Datos personales

sábado, 25 de noviembre de 2017

la sonrisa inversa.



Mi amiga Amalia vivía con su abuela porque su madre no era como las demás. Era la mujer màs guapa que había conocido en mi corta vida. En el bloque, las vecinas decían con sorna que era artista,  y yo la imaginaba cantando y bailando, derrochando glamour y fumando cigarrillos mentolados; dejando a su paso un aroma inconfundible a menta y perfume.
Venía sólo tres veces al año, ella vivía en la capital, claro.
 Cuando volvíamos del colegio, yo siempre sabía que  había llegado por ese inconfundible olor que dejaba  impregnado  en el ascensor.
A Amalia le molestaba que fuese yo siempre la que supiera que su madre había vuelto, pero se le pasaba enseguida al ver la sonrisa con la que nos recibía. La sonrisa y un montón de juguetes,vestidos, cuadernos bonitos y lápices de colores que mi amiga compartía conmigo.
Nos acompañaba al colegio vestida de domingo, envuelta en su abrigo de pieles, con sus joyas más discretas sobre el cuello y adornando unas manos pequeñas de dedos largos y uñas lacadas en rojo. Se recogía el pelo rubio  en un moño bajo, discreto.

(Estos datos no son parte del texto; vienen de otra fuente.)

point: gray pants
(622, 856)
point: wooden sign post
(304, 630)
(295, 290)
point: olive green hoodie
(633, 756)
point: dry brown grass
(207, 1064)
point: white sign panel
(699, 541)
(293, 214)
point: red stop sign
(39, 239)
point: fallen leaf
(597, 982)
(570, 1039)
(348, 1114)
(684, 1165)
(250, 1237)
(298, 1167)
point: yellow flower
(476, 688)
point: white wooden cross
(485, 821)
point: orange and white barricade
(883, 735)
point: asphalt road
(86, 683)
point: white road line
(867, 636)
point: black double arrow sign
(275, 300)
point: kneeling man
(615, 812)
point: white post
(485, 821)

Fumando, expelía el humo entre sus labios carnosos, perfectos, pintados de rojo.
todos la miraban y Amalia suspiraba llena de orgullo.
 las vecinas cuchicheaban a su paso. Mi amiga y yo pensábamos que tenían envidia.

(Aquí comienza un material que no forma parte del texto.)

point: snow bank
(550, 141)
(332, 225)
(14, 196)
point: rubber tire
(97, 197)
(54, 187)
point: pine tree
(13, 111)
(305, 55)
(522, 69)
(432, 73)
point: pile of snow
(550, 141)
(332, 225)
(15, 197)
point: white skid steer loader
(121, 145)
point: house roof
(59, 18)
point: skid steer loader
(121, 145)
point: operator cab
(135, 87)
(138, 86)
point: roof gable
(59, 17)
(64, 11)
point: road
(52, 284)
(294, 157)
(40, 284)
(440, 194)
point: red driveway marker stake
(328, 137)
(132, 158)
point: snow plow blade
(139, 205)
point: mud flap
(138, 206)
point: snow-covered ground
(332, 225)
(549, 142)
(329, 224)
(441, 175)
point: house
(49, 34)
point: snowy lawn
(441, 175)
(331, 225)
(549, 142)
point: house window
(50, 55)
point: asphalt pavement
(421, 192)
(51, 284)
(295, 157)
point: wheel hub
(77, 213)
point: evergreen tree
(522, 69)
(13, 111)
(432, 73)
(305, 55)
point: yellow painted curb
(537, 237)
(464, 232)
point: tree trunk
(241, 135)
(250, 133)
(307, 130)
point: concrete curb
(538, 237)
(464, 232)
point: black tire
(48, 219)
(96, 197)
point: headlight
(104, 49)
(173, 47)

El tiempo a su lado pasaba rápido, porque nos contaba bonitas  historias de princesas  que ella conocía y porque nos compraba golosinas y nos llevaba al cine en una época en la que casi nadie podía permitírselo.

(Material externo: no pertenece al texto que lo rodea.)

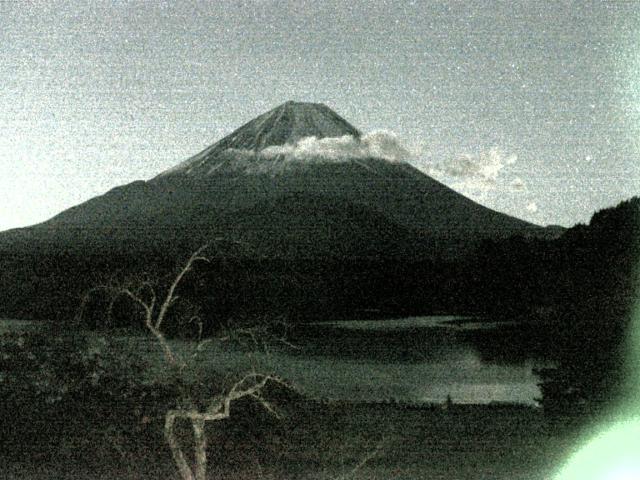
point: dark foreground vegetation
(71, 409)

Amalia y yo  quedábamos tristes cuando se marchaba y soñábamos con ser como ella de mayores.
Al acabar el colegio, Amalia empezó a trabajar,  yo seguí estudiando. Nuestras vidas se  fueron alejando poco a poco hasta que nuestra amistad se enfrió .
Años después, volví a ver a su madre, vestida sencilla, sin el menor glamour, sin joyas, con la mirada apagada. Ya no fumaba y sus labios dibujaban una sonrisa inversa.
Me dio tanta pena verla así que la abracé como cuando era niña, con entusiasmo; sólo por los momentos de felicidad que me había procurado en la infancia, merecía mi reconocimiento.   olía a limpio, a jabón de tocador, pero no a perfume, como antes.
Una vecina me contó que como ya era mayor nadie la quería como "artista" recalcó con malicia.
Empezó empeñándo las joyas menos valiosas en el Monte de Piedad, eso le permitió vivir una temporada; después fueron las pieles y finalmente las joyas de más valor, hasta quedar arruinada y volver al amparo de la casa familiar.
Hacía poco que yo había acabado mis estudios universitarios y mi sueldo no era muy boyante, pero pensé que esa mujer que tanta felicidad me había proporcionado en la infancia se merecía un gesto. Fui al Monte de Piedad, con mi amiga como complice, y rescaté su collar de perlas para regalárselo el día de su onomástica.
No se lo quitaba del cuello más que para ducharse, y aunque no recuperó la alegria, sí un poco de glamour.